Siobhra oversees all aspects of the London’s Air Ambulance brand, from managing PR campaigns to marketing collateral and everyday management of the charity’s digital channels, including the website and social media.
“Before I joined, the charity’s communication with stakeholders was managed by external agencies. The operational staff simply wouldn't have the time to sit down with an agency and answer their questions every time, let’s say, a journalist needed information.
“I believe PR is the most powerful way to educate people about the charity and update our supporters on the latest news and developments. It is about transparency and letting people know how their money is making a difference.

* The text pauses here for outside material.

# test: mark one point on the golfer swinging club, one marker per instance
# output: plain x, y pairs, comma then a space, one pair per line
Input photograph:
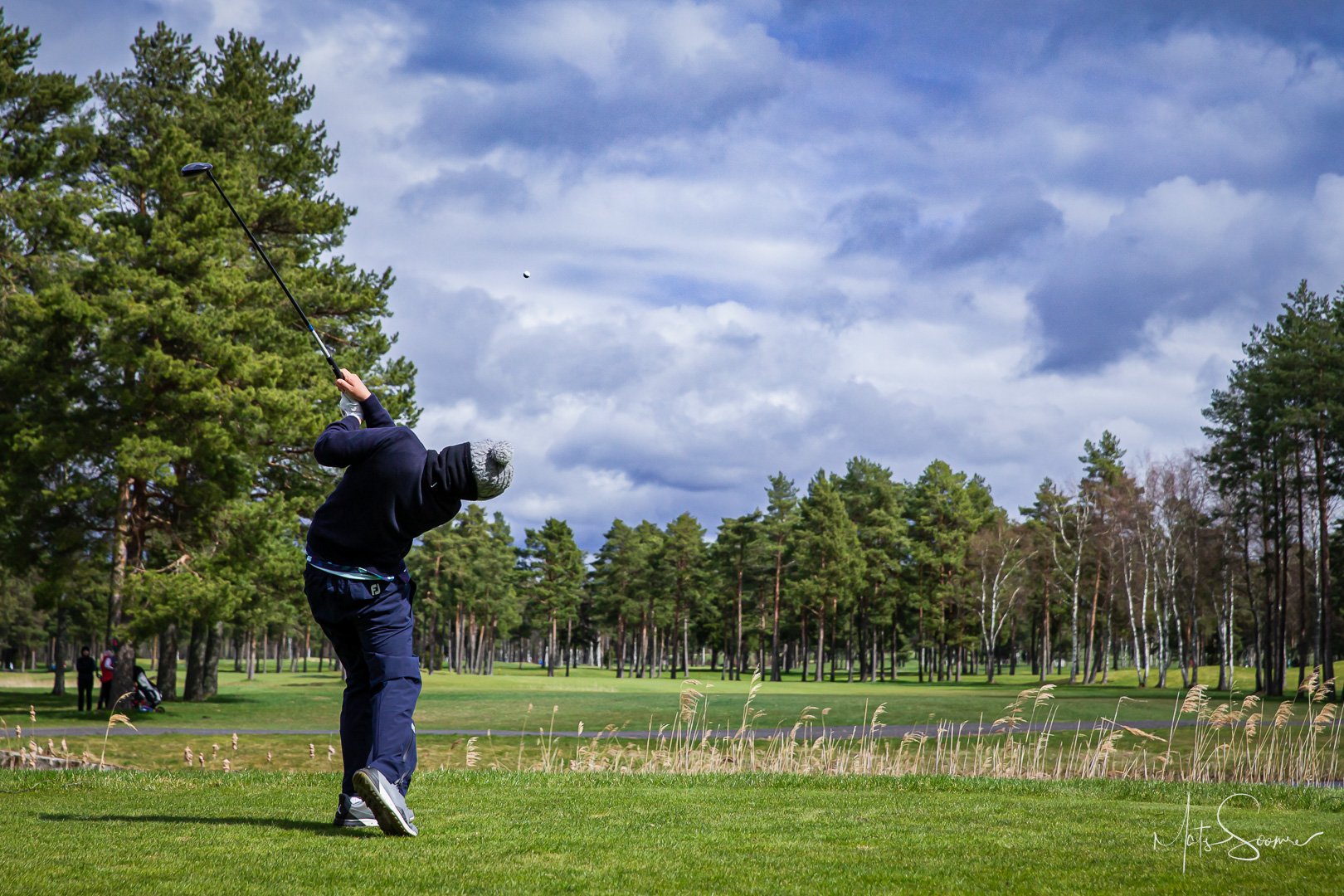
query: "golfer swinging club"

“People value a good article that has been written independently by a journalist over any piece of advertising. In January, the news about our 25th anniversary was all over BBC London and in almost every London publication — from the front page of the City AM to the London Evening Standard and Metro. It would cost a fortune to advertise in these publications.
“The coverage we generated around the 25th anniversary was unprecedented. We were never able to do this before. It shows how supportive the journalists are of our charity. It is important for us that the journalists are aware of the key facts - that we are a charity; that we deliver an advanced trauma team to critically injured patient’s side; and that we are renowned for clinical excellence and pioneering procedures world-wide. Understanding the charity means that they will report on us correctly and come to us for our comment.
“There are many charities people can choose to support and education is key for informed decisions. Not everyone knows that trauma is the most common cause of death for people aged under 45. We want people to know what a difference London’s Air Ambulance can make for someone who is critically injured.
“It is my job to get these messages to as many people as possible. It’s great to have a big successful campaign but little everyday things can make a massive difference as well. Like a tweet from an ex-patient that only comes up when you search for relevant keywords on Twitter. That is how we got in contact with Emma and many other ex-patients, who have done so much to help us further spread awareness of the charity.” Watch Emma’s video
“We can’t talk to everyone personally, I wish we could, and without understanding and support from the public, London’s Air Ambulance wouldn’t be able to continue its service. Whether it is a video, an article or simply a social media post, helping us spread the word about the charity is a valuable form of support anyone can afford to give.
“I feel very lucky to do this as a job, it is the most humbling and rewarding experience.”